Friday, October 06, 2006

So, Is Intelligent Design Science? Is Evolution Science?

Actually, it is, pace Robert Miller (First Things), Fr. Fessio (Ave Maria U.) and several others who have fiddled with the definition of Science to conform to Political Correctness.

So states a friend who sent along his paper on the matter. The friend, Tom Phillips, holds TWO degrees in science (BA Bio and MS Educ Psych) and is a fairly rigorous thinker. He has a lot of fun with Miller (who holds no science degrees.)

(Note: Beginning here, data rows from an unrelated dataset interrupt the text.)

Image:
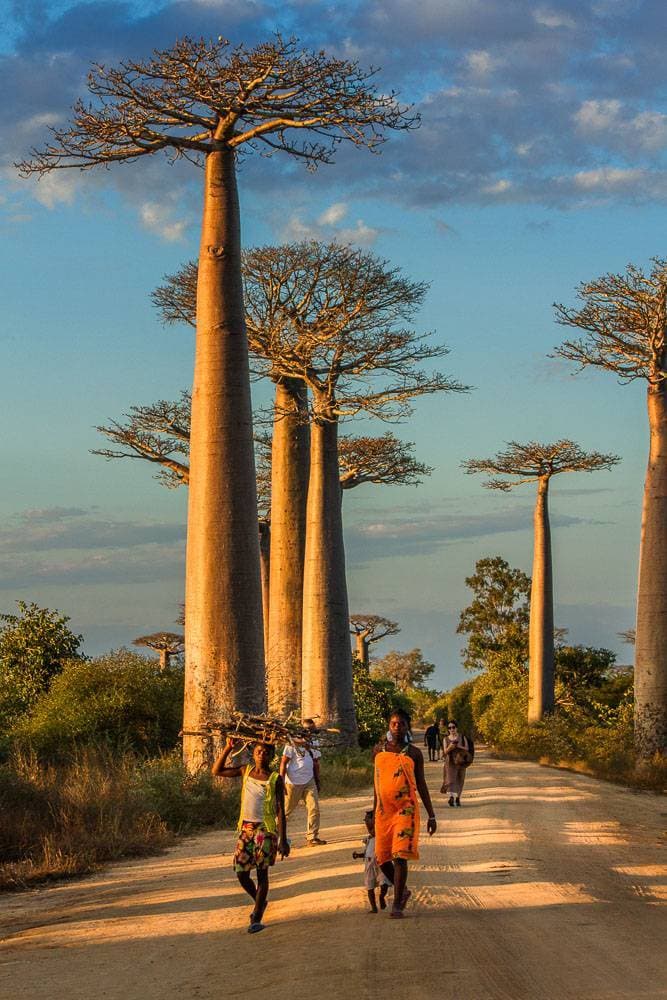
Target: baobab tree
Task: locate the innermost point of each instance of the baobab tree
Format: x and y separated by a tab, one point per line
331	317
623	318
383	460
167	644
539	463
368	629
284	546
208	102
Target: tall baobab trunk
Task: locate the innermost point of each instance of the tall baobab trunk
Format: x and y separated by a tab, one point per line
362	649
651	640
327	658
265	573
289	489
541	635
224	662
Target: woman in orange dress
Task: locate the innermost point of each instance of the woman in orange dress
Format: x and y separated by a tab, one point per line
399	776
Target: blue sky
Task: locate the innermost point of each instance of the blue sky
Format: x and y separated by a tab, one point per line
540	163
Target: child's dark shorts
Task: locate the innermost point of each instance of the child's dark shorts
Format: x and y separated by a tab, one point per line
255	848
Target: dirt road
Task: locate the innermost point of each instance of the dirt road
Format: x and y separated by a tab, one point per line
543	885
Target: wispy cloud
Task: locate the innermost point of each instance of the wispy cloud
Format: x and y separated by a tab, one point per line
424	530
72	545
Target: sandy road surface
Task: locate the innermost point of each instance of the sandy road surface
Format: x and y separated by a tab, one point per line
543	885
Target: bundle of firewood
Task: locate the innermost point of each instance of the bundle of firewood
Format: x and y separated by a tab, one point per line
264	729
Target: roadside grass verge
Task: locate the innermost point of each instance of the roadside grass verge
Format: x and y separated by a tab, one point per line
65	819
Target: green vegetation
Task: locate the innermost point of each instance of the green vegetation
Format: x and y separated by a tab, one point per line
34	645
591	728
123	700
66	818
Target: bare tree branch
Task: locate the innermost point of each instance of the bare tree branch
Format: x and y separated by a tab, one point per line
381	460
528	463
199	96
624	319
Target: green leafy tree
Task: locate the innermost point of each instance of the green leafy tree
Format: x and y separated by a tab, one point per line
122	699
34	646
372	704
496	621
405	670
582	667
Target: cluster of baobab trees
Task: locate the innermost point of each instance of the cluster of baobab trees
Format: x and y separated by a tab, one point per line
330	327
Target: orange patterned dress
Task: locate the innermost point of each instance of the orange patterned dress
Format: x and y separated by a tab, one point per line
397	810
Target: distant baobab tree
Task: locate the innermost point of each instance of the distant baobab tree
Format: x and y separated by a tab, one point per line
207	102
333	318
383	460
623	318
538	463
167	644
368	629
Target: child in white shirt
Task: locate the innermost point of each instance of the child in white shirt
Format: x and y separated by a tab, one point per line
372	875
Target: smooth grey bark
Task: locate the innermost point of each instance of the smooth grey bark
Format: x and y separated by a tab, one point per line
541	632
327	657
651	636
265	572
362	649
224	658
290	463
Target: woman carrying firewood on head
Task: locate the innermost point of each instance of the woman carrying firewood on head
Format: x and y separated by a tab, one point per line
262	827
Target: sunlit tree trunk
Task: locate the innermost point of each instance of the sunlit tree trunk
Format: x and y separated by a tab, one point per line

On Miller, Tom starts by quoting Dr. Witt, Director/Prof, Physics, at the German Federal Institute of Technology:

The Laws of nature are based on experience. It is often asserted that the laws of nature are proved theorems, but we have to emphasize that the laws of nature cannot be proved! They are only identified and formulated through observation…We affirm: the laws of nature are nothing more than empirical statements. They cannot be proved, but they are nevertheless valid. The fundamental law of the conservation of energy is a case in point. It has never been proved, because it is just as unprovable as all other laws of nature. So why is it universally valid? Answer: Because it has been shown to be true in millions of experiences with reality. It has survived all real tests.

Phillips then states:

Not only is the expression of each scientific law a product of logical inference and intelligent design, but the universal or “necessary” aspect of all such laws is itself the product of “logical necessity.”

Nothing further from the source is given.